Brazil’s antitrust regulator Cade has ruled that Apple must lift its restrictions on in-app purchases. This ruling comes as other countries, including the United States and Japan, take similar regulatory action against the iOS App Store.
Regulators continue poking holes in Apple’s walled garden. The Brazil ruling forces Apple to permit developers offering iPhone and iPad apps in the Brazilian App Store to link to external websites for subscriptions like Netflix and digital purchases like virtual in-game items.

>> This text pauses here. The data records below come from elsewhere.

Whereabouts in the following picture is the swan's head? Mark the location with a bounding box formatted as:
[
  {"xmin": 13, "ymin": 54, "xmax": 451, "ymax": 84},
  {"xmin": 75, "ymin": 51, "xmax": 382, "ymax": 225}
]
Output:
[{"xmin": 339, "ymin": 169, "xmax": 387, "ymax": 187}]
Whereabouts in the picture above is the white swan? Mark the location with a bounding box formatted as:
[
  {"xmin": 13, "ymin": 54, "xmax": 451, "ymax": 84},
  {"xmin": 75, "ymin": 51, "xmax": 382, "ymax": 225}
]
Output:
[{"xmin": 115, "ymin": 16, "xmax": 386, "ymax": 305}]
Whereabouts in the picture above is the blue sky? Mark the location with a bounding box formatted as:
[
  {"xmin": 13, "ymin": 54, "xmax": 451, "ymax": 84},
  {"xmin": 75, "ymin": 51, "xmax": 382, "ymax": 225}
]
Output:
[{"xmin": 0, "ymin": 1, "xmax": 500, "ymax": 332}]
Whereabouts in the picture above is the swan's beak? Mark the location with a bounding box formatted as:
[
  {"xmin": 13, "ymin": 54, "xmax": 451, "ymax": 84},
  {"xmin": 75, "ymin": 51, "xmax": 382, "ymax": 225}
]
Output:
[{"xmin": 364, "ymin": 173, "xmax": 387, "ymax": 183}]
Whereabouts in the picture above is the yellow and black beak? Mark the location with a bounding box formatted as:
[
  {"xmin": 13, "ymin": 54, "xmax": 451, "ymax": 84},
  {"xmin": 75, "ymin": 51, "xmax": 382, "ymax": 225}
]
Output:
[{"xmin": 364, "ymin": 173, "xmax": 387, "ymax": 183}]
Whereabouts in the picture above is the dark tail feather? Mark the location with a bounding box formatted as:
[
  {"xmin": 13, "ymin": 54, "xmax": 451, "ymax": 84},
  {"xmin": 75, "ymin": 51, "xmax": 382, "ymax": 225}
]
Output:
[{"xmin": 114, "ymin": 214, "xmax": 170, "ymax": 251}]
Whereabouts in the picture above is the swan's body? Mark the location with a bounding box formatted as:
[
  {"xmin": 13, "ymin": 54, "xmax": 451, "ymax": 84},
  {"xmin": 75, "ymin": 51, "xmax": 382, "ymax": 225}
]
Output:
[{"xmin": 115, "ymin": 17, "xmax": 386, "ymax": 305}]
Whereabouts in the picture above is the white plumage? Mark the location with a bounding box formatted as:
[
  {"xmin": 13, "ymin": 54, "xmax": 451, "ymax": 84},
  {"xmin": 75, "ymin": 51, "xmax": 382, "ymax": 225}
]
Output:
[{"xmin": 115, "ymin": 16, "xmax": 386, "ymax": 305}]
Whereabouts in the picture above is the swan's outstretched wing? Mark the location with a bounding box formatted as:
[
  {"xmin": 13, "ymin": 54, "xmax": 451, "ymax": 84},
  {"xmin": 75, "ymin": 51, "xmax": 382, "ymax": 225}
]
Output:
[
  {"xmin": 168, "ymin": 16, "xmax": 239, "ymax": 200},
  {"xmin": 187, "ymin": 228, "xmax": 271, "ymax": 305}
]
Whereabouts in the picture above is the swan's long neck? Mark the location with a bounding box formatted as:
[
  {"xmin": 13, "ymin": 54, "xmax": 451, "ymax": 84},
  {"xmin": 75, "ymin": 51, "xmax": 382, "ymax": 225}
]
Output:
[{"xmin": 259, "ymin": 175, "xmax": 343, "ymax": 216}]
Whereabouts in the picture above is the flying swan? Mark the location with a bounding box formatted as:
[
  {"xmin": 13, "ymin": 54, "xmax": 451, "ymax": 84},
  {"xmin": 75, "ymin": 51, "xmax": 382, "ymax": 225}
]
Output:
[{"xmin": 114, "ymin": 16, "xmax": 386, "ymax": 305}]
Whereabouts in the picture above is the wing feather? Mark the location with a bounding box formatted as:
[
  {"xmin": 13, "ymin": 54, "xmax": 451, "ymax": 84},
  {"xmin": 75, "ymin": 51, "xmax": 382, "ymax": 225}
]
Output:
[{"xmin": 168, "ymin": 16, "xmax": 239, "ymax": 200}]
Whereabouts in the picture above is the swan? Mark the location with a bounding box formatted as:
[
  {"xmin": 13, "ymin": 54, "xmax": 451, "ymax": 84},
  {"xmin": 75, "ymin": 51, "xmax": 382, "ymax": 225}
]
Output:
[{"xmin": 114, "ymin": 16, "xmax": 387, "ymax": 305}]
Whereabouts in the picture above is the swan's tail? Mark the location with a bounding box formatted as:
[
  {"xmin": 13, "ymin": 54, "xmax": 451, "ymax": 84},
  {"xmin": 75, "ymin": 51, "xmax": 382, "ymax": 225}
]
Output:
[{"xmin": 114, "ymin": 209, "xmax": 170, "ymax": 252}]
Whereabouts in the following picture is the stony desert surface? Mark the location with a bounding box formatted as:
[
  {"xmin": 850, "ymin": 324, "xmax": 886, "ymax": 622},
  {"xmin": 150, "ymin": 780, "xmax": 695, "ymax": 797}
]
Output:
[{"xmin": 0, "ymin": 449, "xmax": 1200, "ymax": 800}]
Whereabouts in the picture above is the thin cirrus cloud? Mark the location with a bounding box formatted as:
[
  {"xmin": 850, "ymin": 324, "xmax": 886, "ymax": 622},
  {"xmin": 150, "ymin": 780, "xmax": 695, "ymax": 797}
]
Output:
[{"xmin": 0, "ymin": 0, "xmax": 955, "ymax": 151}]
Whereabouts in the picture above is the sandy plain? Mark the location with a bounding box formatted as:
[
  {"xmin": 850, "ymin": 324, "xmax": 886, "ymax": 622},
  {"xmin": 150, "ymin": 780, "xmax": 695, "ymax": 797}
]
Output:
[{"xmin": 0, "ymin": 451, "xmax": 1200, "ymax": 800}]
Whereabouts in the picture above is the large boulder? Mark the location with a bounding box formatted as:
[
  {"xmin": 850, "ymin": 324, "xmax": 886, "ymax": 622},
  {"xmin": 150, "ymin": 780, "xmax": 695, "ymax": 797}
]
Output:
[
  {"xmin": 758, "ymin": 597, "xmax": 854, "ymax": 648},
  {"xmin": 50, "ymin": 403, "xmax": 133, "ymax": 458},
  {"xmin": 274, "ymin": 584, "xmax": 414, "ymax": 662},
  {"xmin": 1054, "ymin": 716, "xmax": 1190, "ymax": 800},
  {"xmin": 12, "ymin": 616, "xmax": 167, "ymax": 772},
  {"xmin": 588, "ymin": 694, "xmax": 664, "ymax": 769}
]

The ruling is a result of a complaint Latin America e-commerce merchant MercadoLibre filed against Apple’s in-app purchase and App Store terms back in 2021. It accuses Apple of imposing a series of restrictions on third-party developers, including forcing them to use its own payment processing system for in-app transactions, disallowing external links in apps, and stopping developers from informing iPhone and iPad owners that they could save money by purchasing subscriptions on official websites. Apple’s rules even prevent developers from advertising different prices or alternative payment options.
As always, the main point of contention is money. Apple imposes its controversial fee on all transactions that use the In-App Purchase feature built into its software platform, which entails paying it a 15-30 percent commission on the vast majority of in-app sales.
In the past few years, regulators around the world have taken issue with Apple’s handling of the App Store and some of its business terms. For example, watchdogs in the United States, the European Union, Japan, and South Korea have successfully forced Apple to allow third-party payments and links to external websites, but Apple isn’t off the hook yet.
If Apple doesn’t comply with Brazil’s ruling within 20 days, it could face fines of 250,000 real per day (about $43,000). That’s pocket change for a company that has been selling iPhones for over fifteen years! For illustration, Apple on average brings in more than $1 billion in revenue each day (its revenue for the 2024 financial year was about $391 billion).
The company currently allows developers to add one external link to iPhone apps distributed through the App Store. There are fewer restrictions for apps hosted on alternative app stores in the European Union, though the European Commission doesn’t think this is enough and continues investigating the company for compliance with the bloc’s Digital Markets Act.